Passing through Bluffton, South Carolina, in a horizontal rain, I considered stopping at the Squat 'N' Gobble, but feared its name might be more accurate the other way around.
I fetched a sandwich at Sophie's Deli [in Birmingham, Alabama]: ... I wasn't sure what it was made of -- to judge by the taste, I'd guess the chrome bumpers of American automobiles manufactured between 1949 and 1976 -- but it didn't really matter.
[Florence, Kentucky call to hotel room service]: "I'd like a cheeseburger, please -- medium." And the most pleasant voice on the other end of the line replied with great regret: "I'm very sorry, sir, but we only have one size cheeseburger.
At one time, St.

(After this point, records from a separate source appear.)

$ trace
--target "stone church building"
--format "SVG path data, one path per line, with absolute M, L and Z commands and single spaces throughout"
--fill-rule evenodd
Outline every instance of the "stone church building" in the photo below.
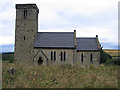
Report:
M 73 32 L 38 32 L 36 4 L 16 4 L 15 61 L 38 65 L 99 66 L 101 45 L 96 37 Z

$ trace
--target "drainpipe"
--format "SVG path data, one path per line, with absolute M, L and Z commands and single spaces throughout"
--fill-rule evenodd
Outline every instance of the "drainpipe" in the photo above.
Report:
M 76 30 L 74 30 L 74 65 L 77 64 L 77 57 L 76 57 Z

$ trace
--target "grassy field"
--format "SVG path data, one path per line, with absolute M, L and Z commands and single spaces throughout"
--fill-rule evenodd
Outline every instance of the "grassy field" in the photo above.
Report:
M 115 49 L 104 49 L 104 52 L 108 53 L 112 57 L 120 57 L 120 50 L 115 50 Z
M 14 65 L 3 62 L 3 88 L 118 88 L 118 67 Z M 17 71 L 7 72 L 10 67 Z

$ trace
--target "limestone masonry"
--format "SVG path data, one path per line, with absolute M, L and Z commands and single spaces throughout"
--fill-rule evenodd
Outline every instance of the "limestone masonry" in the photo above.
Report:
M 74 32 L 38 32 L 36 4 L 16 4 L 15 61 L 38 65 L 99 66 L 101 45 L 96 37 Z

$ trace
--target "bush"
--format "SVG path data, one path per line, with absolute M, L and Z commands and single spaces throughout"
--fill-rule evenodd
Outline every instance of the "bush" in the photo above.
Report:
M 14 54 L 13 53 L 2 53 L 2 60 L 13 63 L 14 62 Z
M 101 57 L 100 58 L 101 58 L 100 63 L 106 63 L 112 59 L 112 57 L 109 54 L 107 54 L 106 52 L 104 52 L 103 50 L 101 50 Z
M 114 65 L 120 65 L 120 60 L 118 58 L 112 58 L 109 54 L 101 50 L 101 61 L 100 63 L 103 64 L 114 64 Z

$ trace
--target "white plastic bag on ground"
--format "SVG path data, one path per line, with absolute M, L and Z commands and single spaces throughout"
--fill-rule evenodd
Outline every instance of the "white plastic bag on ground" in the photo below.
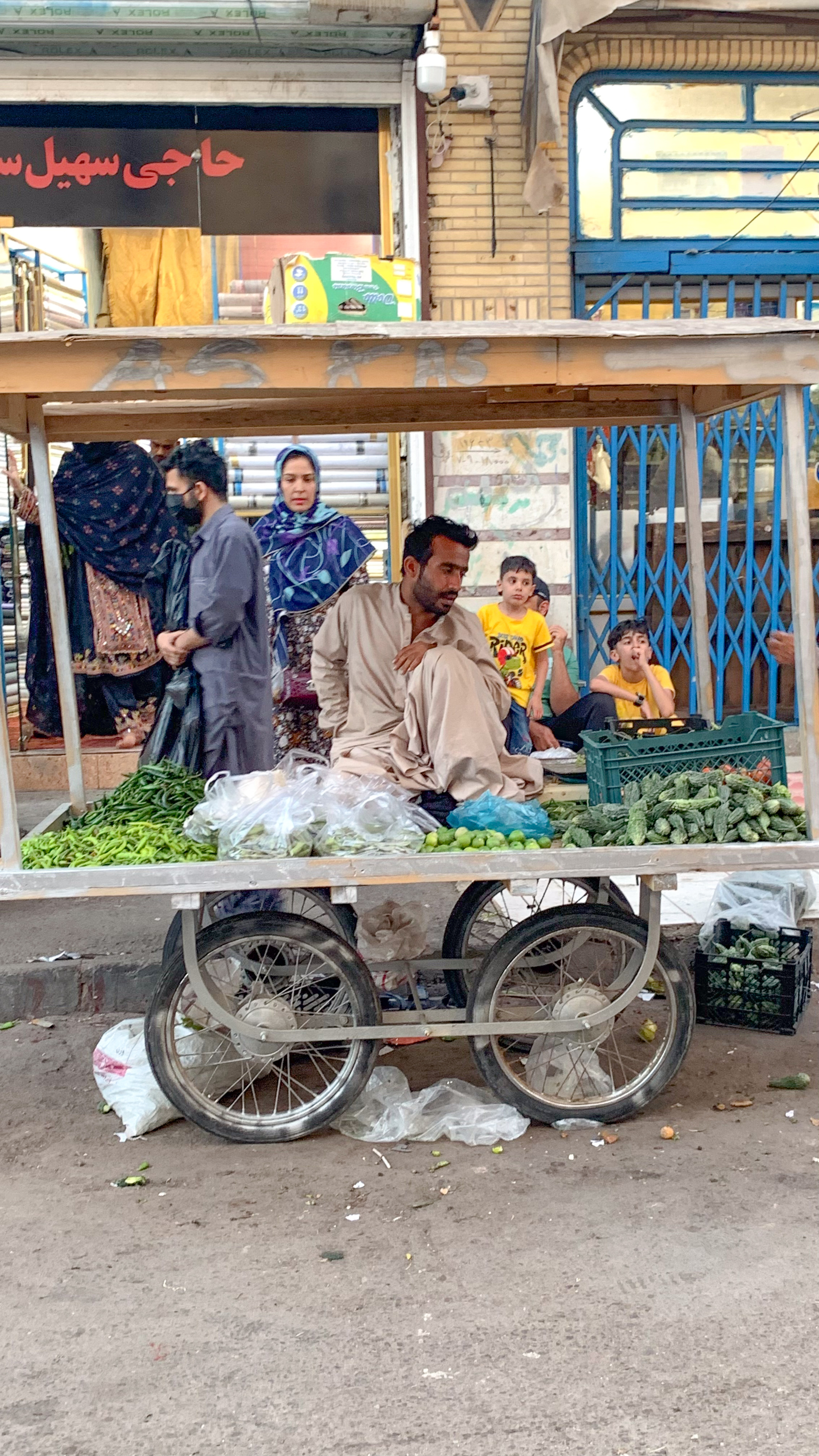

Louis was "The soccer capital of the United States..." Granted, this is a bit like being called "the entertainment capital of Switzerland" or "the fashion capital of North Korea."
I booked a room [in Irving, Texas] at the La Quinta Inn -- La Quinta being Spanish for "next to Denny's."
I-35 [from Lorado, TX to Duluth, MN] has been called "the nation's spinal cord," and given the road's conditions, America has come serious neurological disorders. The road had more rutting than most National Geographic documentaries.
In thirty minutes, the [Grand Canyon sunset] sky exhibited every shade of eye shadow worn by waitresses in the Southwest.
It isn't true that you can blink and miss Idaho while driving across the state's panhandle, though I strongly recommend that you try.
You get the idea. I loved it and hope you will too. His goals were clear and his dogged pursuit of them hilarious. 
I wanted all of my lunches to be racing-striped in ballpark mustard, noisily dispensed from a flatulent squeeze bottle. I wanted to eat all of my dinners from a Styrofoam fast-food clambox that yawned in my lap while I drove seventy miles an hours and steered with my knees. I wanted all of my afternoons to dwindle down in the backward-marching time of a scoreboard -- :10, :09, :08 ... -- that physics-defying device that allows a person lucky enough to mark his or her time by it to grow younger. 

Happy reading. 



Fred

If this book interests you, be sure to check out:

Bouton, Jim. Ball Four

The first and best insider look at baseball, players, and games as told by irreverent pitcher Jim Bouton. Called one of the best sports book written.